MEN1 and OXPHOS expression are increased in breast circulating tumor cells (CTCs). (A) t-SNE profile plots and cell clustering of 93 CTCs from 5 breast cancer patients based on the single cell RT-qPCR expression profiling of 11 OXPHOS genes (NDUFA7, NDUFA11, NDUFA13, NDUFB7, NDUFS7, NDUFS8, NDUFV1, SDHA, SDHB, SDHC, and SDHD). (B) Violin plots of MEN1 or selected MAPs expression, mean expression of 7 glycolytic genes (ALDOA, ALDOC, ENO1, PFKL, PFKP, PGK1, and TPI1) or mean expression of 11 OXPHOS genes (aforementioned) in the five cell clusters.

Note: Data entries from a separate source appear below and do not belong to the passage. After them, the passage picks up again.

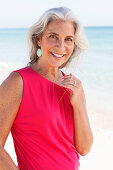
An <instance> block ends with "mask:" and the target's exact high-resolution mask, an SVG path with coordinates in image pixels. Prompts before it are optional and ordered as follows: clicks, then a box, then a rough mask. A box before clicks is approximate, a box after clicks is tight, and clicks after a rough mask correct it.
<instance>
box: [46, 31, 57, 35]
mask: <svg viewBox="0 0 113 170" xmlns="http://www.w3.org/2000/svg"><path fill="white" fill-rule="evenodd" d="M48 34H54V35H58V34H57V33H55V32H49V33H48Z"/></svg>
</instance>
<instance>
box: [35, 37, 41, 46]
mask: <svg viewBox="0 0 113 170" xmlns="http://www.w3.org/2000/svg"><path fill="white" fill-rule="evenodd" d="M36 40H37V44H38V46H39V47H40V46H41V37H37V39H36Z"/></svg>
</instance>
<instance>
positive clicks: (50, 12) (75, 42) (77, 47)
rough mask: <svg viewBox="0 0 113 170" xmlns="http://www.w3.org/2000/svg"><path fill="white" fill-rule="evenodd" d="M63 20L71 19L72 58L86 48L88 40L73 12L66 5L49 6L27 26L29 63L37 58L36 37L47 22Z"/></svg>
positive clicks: (62, 67) (64, 65)
mask: <svg viewBox="0 0 113 170" xmlns="http://www.w3.org/2000/svg"><path fill="white" fill-rule="evenodd" d="M56 19H58V20H63V21H66V20H68V21H71V22H72V23H73V26H74V29H75V37H74V42H75V43H74V50H73V53H72V61H73V58H76V57H79V56H80V54H81V53H84V52H85V51H86V50H87V49H88V40H87V38H86V36H85V33H84V30H83V27H82V25H81V23H80V22H79V21H78V19H77V18H76V17H75V16H74V14H73V12H72V11H71V10H70V9H69V8H66V7H58V8H51V9H49V10H47V11H46V12H45V13H44V14H43V15H42V16H41V17H40V18H39V20H38V21H37V22H36V23H35V24H34V25H33V26H31V27H30V28H29V30H28V33H27V42H28V49H29V57H30V62H29V64H32V63H35V62H36V61H37V59H38V56H37V49H38V48H40V47H39V46H38V44H37V37H40V36H41V35H42V34H43V32H44V30H45V29H46V28H47V26H48V24H49V23H50V22H51V21H52V20H56ZM69 64H70V62H69V61H67V62H66V63H64V64H63V65H61V66H60V67H59V68H63V67H65V66H68V65H69Z"/></svg>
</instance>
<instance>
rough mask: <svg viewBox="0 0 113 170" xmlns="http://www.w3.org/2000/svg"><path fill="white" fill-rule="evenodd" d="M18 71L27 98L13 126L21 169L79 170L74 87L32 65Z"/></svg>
mask: <svg viewBox="0 0 113 170" xmlns="http://www.w3.org/2000/svg"><path fill="white" fill-rule="evenodd" d="M14 72H18V73H19V74H20V75H21V77H22V79H23V98H22V101H21V104H20V107H19V110H18V113H17V116H16V119H15V121H14V123H13V126H12V129H11V133H12V137H13V141H14V147H15V152H16V155H17V161H18V166H19V169H20V170H78V169H79V155H78V153H77V151H76V148H75V146H74V140H73V134H74V126H73V108H72V105H71V103H70V90H69V89H67V88H64V87H62V86H59V85H57V84H55V83H53V82H51V81H49V80H47V79H46V78H44V77H43V76H41V75H40V74H39V73H37V72H35V71H34V70H33V69H31V68H30V67H25V68H22V69H19V70H16V71H14ZM62 74H63V75H64V76H65V74H64V73H62Z"/></svg>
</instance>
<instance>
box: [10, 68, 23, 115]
mask: <svg viewBox="0 0 113 170" xmlns="http://www.w3.org/2000/svg"><path fill="white" fill-rule="evenodd" d="M11 73H18V74H19V75H20V76H21V78H22V81H23V92H22V100H21V102H20V106H19V109H18V112H19V110H20V108H21V105H22V103H23V96H24V78H23V75H22V73H21V72H20V71H18V70H15V71H12V72H11ZM11 73H10V74H11Z"/></svg>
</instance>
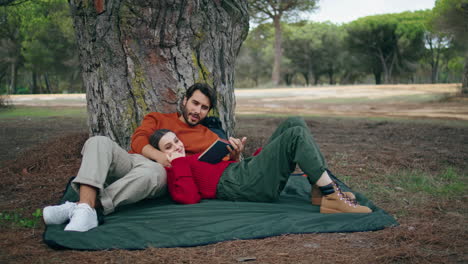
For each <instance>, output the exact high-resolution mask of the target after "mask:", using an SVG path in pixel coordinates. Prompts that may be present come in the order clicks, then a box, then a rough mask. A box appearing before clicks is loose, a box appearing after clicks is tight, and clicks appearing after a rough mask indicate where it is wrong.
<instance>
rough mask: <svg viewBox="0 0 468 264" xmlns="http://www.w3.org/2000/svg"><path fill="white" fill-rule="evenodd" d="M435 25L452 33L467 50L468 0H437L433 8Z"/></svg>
mask: <svg viewBox="0 0 468 264" xmlns="http://www.w3.org/2000/svg"><path fill="white" fill-rule="evenodd" d="M433 12H434V16H433V17H432V21H431V22H432V24H433V26H434V27H435V28H436V29H437V30H439V31H441V32H445V33H448V34H451V35H452V36H453V37H454V38H455V40H456V41H457V43H459V44H460V48H462V49H464V50H466V49H467V45H466V43H467V42H468V1H467V0H437V1H436V4H435V7H434V9H433Z"/></svg>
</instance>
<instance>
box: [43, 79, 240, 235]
mask: <svg viewBox="0 0 468 264" xmlns="http://www.w3.org/2000/svg"><path fill="white" fill-rule="evenodd" d="M215 104H216V93H215V91H214V90H213V89H211V87H210V86H208V85H207V84H201V83H196V84H194V85H192V86H191V87H190V88H189V89H187V91H186V94H185V96H184V99H183V105H182V113H180V114H178V113H170V114H163V113H157V112H152V113H149V114H148V115H146V116H145V118H144V119H143V122H142V124H141V125H140V126H139V127H138V128H137V129H136V130H135V132H134V134H133V136H132V143H131V151H130V153H127V152H126V151H125V150H123V149H122V148H121V147H119V146H118V145H117V144H116V143H115V142H113V141H112V140H110V139H109V138H107V137H103V136H95V137H91V138H89V139H88V140H87V141H86V143H85V145H84V146H83V150H82V152H81V153H82V155H83V160H82V163H81V167H80V170H79V171H78V174H77V176H76V178H75V179H74V180H73V181H72V187H73V189H75V191H77V192H79V195H80V200H79V202H78V203H72V202H66V203H64V204H62V205H57V206H47V207H45V208H44V210H43V218H44V222H45V223H46V224H63V223H65V222H66V221H68V220H70V222H69V224H68V225H67V226H66V227H65V231H79V232H85V231H88V230H90V229H92V228H95V227H97V225H98V221H97V214H96V210H95V208H96V207H97V206H102V208H103V214H104V215H107V214H110V213H112V212H113V211H114V210H115V208H116V207H117V206H121V205H125V204H131V203H135V202H137V201H140V200H142V199H145V198H155V197H160V196H162V195H164V194H165V193H166V172H165V170H164V168H163V166H168V165H170V162H169V160H168V158H167V156H166V154H164V153H163V152H161V151H159V150H157V149H155V148H154V147H152V146H151V145H150V144H149V137H150V136H151V135H152V134H153V132H154V131H155V130H157V129H161V128H167V129H171V130H173V131H175V132H176V133H177V134H178V135H180V139H181V140H183V142H184V143H185V144H186V146H185V150H186V152H187V153H188V154H195V153H200V152H203V151H204V150H205V149H206V148H208V147H209V146H210V145H211V144H212V143H213V142H214V141H215V140H216V139H218V136H217V135H216V134H215V133H213V132H212V131H210V130H209V129H208V128H206V127H205V126H202V125H200V124H199V123H200V122H201V121H202V120H203V119H204V118H205V117H206V116H207V114H208V112H209V111H210V109H211V108H213V107H215ZM229 141H230V142H231V144H232V146H233V149H232V150H231V154H230V155H231V158H232V159H236V158H238V156H239V155H240V153H241V152H242V150H243V148H244V143H245V138H244V139H243V140H239V139H235V138H230V139H229ZM186 142H187V143H186ZM154 161H156V162H154Z"/></svg>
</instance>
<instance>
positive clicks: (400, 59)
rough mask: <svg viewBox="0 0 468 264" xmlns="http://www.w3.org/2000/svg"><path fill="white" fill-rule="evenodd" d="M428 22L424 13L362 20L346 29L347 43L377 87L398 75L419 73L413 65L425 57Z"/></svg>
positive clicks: (364, 69)
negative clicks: (424, 33) (346, 34)
mask: <svg viewBox="0 0 468 264" xmlns="http://www.w3.org/2000/svg"><path fill="white" fill-rule="evenodd" d="M426 20H427V17H426V13H425V12H423V11H417V12H403V13H399V14H386V15H377V16H369V17H364V18H360V19H358V20H356V21H353V22H351V23H350V24H349V25H347V26H346V30H347V33H348V35H347V39H346V42H347V43H348V47H349V49H350V51H351V52H354V53H356V54H359V56H360V57H362V58H363V60H364V62H365V63H364V65H363V66H364V68H363V69H364V70H366V71H368V72H369V73H372V74H374V76H375V79H376V83H377V84H380V83H382V82H383V83H391V82H392V78H393V77H394V75H404V74H407V73H408V72H413V71H415V67H414V66H413V65H414V64H415V63H416V62H417V61H418V60H419V59H420V58H421V57H422V56H423V55H424V33H425V26H424V25H425V23H426ZM382 77H383V80H382Z"/></svg>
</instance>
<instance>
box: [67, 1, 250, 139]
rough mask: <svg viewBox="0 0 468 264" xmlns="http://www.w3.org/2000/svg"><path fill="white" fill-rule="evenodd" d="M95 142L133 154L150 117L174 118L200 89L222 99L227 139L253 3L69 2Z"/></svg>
mask: <svg viewBox="0 0 468 264" xmlns="http://www.w3.org/2000/svg"><path fill="white" fill-rule="evenodd" d="M70 7H71V11H72V16H73V21H74V26H75V29H76V34H77V40H78V46H79V54H80V60H81V67H82V72H83V81H84V84H85V87H86V90H87V103H88V104H87V106H88V117H89V124H90V130H91V131H90V132H91V134H92V135H97V134H103V135H107V136H109V137H111V138H112V139H114V140H116V141H117V142H118V143H119V144H120V145H121V146H123V147H127V146H128V145H129V142H130V135H131V134H132V132H133V130H134V129H135V128H136V127H137V125H138V124H140V121H141V120H142V118H143V116H144V115H145V114H146V113H148V112H150V111H159V112H173V111H175V110H176V108H177V105H178V99H179V98H180V96H181V95H182V94H183V93H184V92H185V90H186V89H187V88H188V87H189V86H190V85H192V84H193V83H195V82H199V81H201V82H207V83H209V84H210V85H212V86H213V87H214V88H215V89H216V91H217V94H218V106H217V108H216V109H214V112H213V114H215V115H218V116H219V117H220V119H221V121H222V124H223V127H224V128H225V129H226V131H227V133H228V134H229V135H231V134H232V132H233V128H234V126H235V119H234V108H235V99H234V90H233V88H234V87H233V84H234V65H235V61H236V56H237V54H238V51H239V48H240V46H241V43H242V41H243V40H244V39H245V38H246V36H247V33H248V22H249V17H248V12H247V0H242V1H239V0H225V1H212V0H161V1H151V0H141V1H130V0H108V1H100V0H95V1H94V4H90V2H89V1H84V0H70Z"/></svg>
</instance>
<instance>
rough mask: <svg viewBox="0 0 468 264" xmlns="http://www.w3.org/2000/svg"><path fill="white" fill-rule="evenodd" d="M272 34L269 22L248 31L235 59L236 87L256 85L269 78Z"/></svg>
mask: <svg viewBox="0 0 468 264" xmlns="http://www.w3.org/2000/svg"><path fill="white" fill-rule="evenodd" d="M274 35H275V34H274V29H273V27H272V25H271V23H266V24H261V25H258V26H257V27H256V28H254V29H253V30H251V31H250V32H249V35H248V36H247V38H246V39H245V41H244V43H243V44H242V48H241V50H240V52H239V56H238V57H237V61H236V68H235V73H236V87H256V86H259V85H260V84H261V83H266V82H268V80H271V69H272V65H273V63H272V62H273V41H272V40H273V39H274Z"/></svg>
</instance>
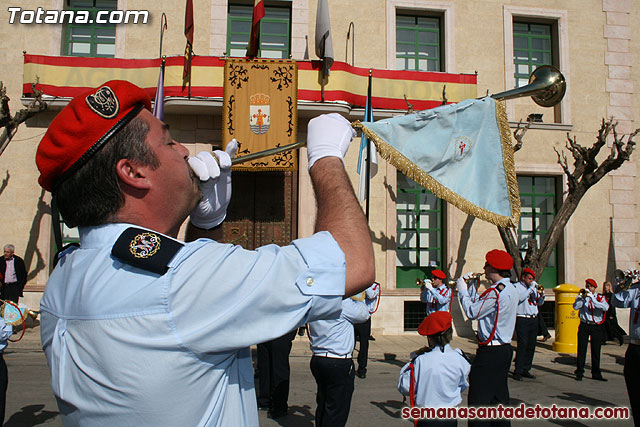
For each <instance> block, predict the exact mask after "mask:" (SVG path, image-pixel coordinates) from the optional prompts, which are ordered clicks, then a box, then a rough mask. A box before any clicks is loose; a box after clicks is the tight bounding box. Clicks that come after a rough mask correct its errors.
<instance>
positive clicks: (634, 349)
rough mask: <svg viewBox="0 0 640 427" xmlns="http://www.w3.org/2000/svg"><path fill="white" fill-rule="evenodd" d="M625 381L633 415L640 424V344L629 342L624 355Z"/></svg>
mask: <svg viewBox="0 0 640 427" xmlns="http://www.w3.org/2000/svg"><path fill="white" fill-rule="evenodd" d="M623 372H624V382H625V383H626V384H627V393H629V402H630V403H631V416H632V417H633V422H634V425H636V426H640V383H639V382H638V381H640V345H639V344H629V347H627V352H626V353H625V355H624V370H623Z"/></svg>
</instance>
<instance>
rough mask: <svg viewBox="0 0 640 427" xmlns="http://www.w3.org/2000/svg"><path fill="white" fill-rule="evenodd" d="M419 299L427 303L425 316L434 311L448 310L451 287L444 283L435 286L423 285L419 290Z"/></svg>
mask: <svg viewBox="0 0 640 427" xmlns="http://www.w3.org/2000/svg"><path fill="white" fill-rule="evenodd" d="M420 301H422V302H424V303H426V304H427V309H426V314H427V316H428V315H430V314H432V313H435V312H436V311H449V307H451V289H449V288H448V287H447V285H445V284H444V283H443V284H442V285H440V286H439V287H437V288H431V289H429V288H427V287H426V286H424V287H423V289H422V292H420Z"/></svg>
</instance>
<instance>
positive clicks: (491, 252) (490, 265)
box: [485, 249, 513, 271]
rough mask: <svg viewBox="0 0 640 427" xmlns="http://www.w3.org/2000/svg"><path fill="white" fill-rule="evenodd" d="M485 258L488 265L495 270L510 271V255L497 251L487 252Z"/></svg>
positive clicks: (505, 252) (510, 264) (502, 252)
mask: <svg viewBox="0 0 640 427" xmlns="http://www.w3.org/2000/svg"><path fill="white" fill-rule="evenodd" d="M485 258H486V260H487V262H488V263H489V265H490V266H491V267H493V268H495V269H496V270H501V271H502V270H511V267H513V258H511V255H509V254H508V253H507V252H505V251H501V250H499V249H494V250H492V251H489V252H487V255H486V257H485Z"/></svg>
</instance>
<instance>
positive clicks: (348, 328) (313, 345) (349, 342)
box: [309, 298, 370, 356]
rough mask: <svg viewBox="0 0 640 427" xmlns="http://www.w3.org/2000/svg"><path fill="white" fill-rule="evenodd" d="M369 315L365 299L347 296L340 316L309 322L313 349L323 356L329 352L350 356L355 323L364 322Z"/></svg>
mask: <svg viewBox="0 0 640 427" xmlns="http://www.w3.org/2000/svg"><path fill="white" fill-rule="evenodd" d="M369 316H370V314H369V308H368V307H367V304H366V303H365V302H364V301H356V300H354V299H352V298H345V299H344V300H342V314H340V317H339V318H337V319H331V320H316V321H315V322H311V323H309V344H310V347H311V351H312V352H313V354H316V355H321V356H322V355H324V354H325V353H327V352H329V353H332V354H334V355H336V356H350V355H351V353H352V352H353V347H354V345H355V338H354V332H353V324H354V323H362V322H364V321H365V320H367V319H368V318H369Z"/></svg>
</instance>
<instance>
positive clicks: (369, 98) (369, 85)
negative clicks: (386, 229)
mask: <svg viewBox="0 0 640 427" xmlns="http://www.w3.org/2000/svg"><path fill="white" fill-rule="evenodd" d="M372 74H373V71H372V70H371V69H370V70H369V87H368V89H367V99H368V100H369V103H368V107H369V108H368V109H366V110H365V112H364V115H365V120H369V119H370V118H369V117H367V116H368V115H369V110H370V109H371V110H373V106H372V105H371V80H372V79H371V75H372ZM370 171H371V140H370V139H369V138H367V161H366V162H365V168H364V173H365V175H364V176H365V184H364V185H365V187H364V188H365V191H364V194H365V216H366V217H367V222H369V192H370V186H371V182H370V181H371V179H370V176H369V175H370V174H371V172H370Z"/></svg>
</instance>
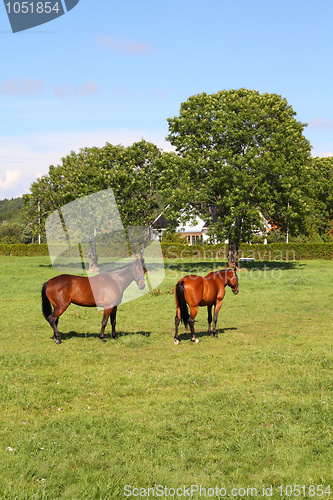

Statistical significance among clusters was carried out using the Duncan multi-range test. (C) Mean expression of 7 glycolytic genes and 11 OXPHOS genes in these 93 breast CTCs or in the TCGA primary breast cancer cohort. (D) Glycolytic and OXPHOS ATP productions of T47D or MCF-7 cells after circulation (n = 6–10 technical replicates). (E,F) Mitochondrial (E) and glycolytic (F) functions of T47D or MCF-7 cells after circulation (n = 5–9 technical-replicate wells). Statistics represented the difference between no circulating control and each treatment. Data are presented as mean ± S.D. An unpaired two-tailed Student’s t-test was used for statistical significance determination. * p < 0.05, ** p < 0.01, and *** p < 0.001.